What are the rules for Right to Surviving Spouse?

A

Surviving Spouse gets the following things

  1. Spouse support
    - Social security
    - Pension plan (can waive but subject to strict scrutiny)
    - Homestead exemption (certain acrage or real property exempt from creditor claims)
  2. Personal property and Elective Shares - Under New York law, a surviving spouse is entitled by operation of law to take the greater of $50,000 or 1/3 of the decedent’s net estate, along with certain exempt personal property such as

(i) family photos,computer DVD/CD not exceeding 2,500
(ii) a motor vehicle not exceeding $25,000 in value
(iii) farm equipment, domestic animals with 60 day of food not exceeding 20,000
(iv) household furnishings and appliance and jewelry (unless disposed of in the will) not exceeding 20,000
(v) money or cash equivalent no exceed $25,000 but when assets are insufficient to satisfy reasonable funeral expense the personal rep msut first apply such money to defray any deficiency in such expenses

This are exempt items not included in Net estate (which will be times by 1/3)

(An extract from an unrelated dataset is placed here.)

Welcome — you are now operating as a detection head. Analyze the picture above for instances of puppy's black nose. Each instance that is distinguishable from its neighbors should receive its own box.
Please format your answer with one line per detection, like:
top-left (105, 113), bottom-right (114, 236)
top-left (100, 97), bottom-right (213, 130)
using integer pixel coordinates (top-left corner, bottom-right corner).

The net estate is after debt, administration expense, and funeral expense (but not taxes) .This is irrespective of what is left to the spouse under the will - so can take what is left in will or elective share

Gross estate includes any property that decedent had reasonable control over in life and transfer made by decedent with one yr of life without spouse consent except

  • life insurance
  • irrevocable transfers including trust PRIOR to the marriage of decedent and surving spouse
    (not included in gross estate)

The elective share is satisfied first from property received by the surviving spouse under the will, and if that amount is less than the 1/3 or $50,000 required under the law, then the remainder comes from PRO RAT contributions derived from ALL other beneficiaries under the will and recipients of testamentary substitutes.